Science, asked by veenayogesh87, 1 year ago

Guys explain me about Braille scripts . ☺

Answers

Answered by tisha2422
2
The Braille system is a way of writing things. It is named after Louis Braille, the French man who invented it. ... The Braille system uses a set of raised bumps or dots that can be felt with a finger. Each set of dots is a character in an alphabet, and the numbers and some punctuation.

veenayogesh87: Your write
veenayogesh87: But no one should copy you to write, uh?
Answered by sourishdgreat1
0
Braille is named after its creator, Louis Braille, a Frenchman who lost his sight as a result of a childhood accident. In 1824, at the age of fifteen, he developed a code for the French alphabet as an improvement on night writing. He published his system, which subsequently included musical notation, in 1829.[1] The second revision, published in 1837, was the first small binary form of writing developed in the modern era.

These characters have rectangular blocks called cells that have tiny bumps called raised dots. The number and arrangement of these dots distinguish one character from another. Since the various braille alphabets originated as transcription codes for printed writing, the mappings (sets of character designations) vary from language to language, and even within one; in English Braille there are three levels of encoding: Grade 1 – a letter-by-letter transcription used for basic literacy; Grade 2 – an addition of abbreviations and contractions; and Grade 3 – various non-standardized personal stenography.
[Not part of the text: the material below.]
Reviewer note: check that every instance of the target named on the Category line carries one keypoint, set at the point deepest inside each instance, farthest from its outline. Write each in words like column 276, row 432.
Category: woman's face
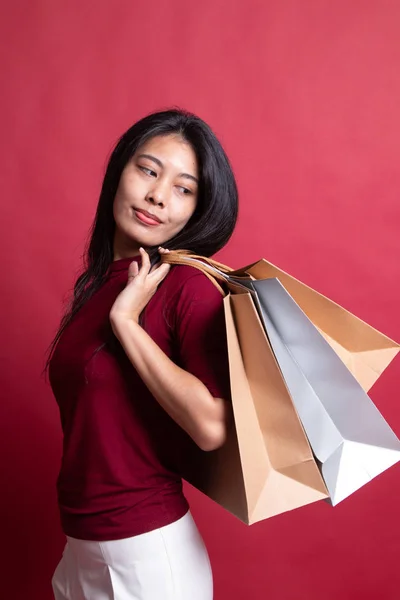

Braille cells are not the only thing to appear in braille text. There may be embossed illustrations and graphs, with the lines either solid or made of series of dots, arrows, bullets that are larger than braille dots, etc. A full braille cell includes six raised dots arranged in two columns, each column having three dots.[2] The dot positions are identified by numbers from one to six.[2] There are 64 possible solutions using zero or more dots.[3]A cell can be used to represent a letter, number, punctuation mark, or even a word.[2]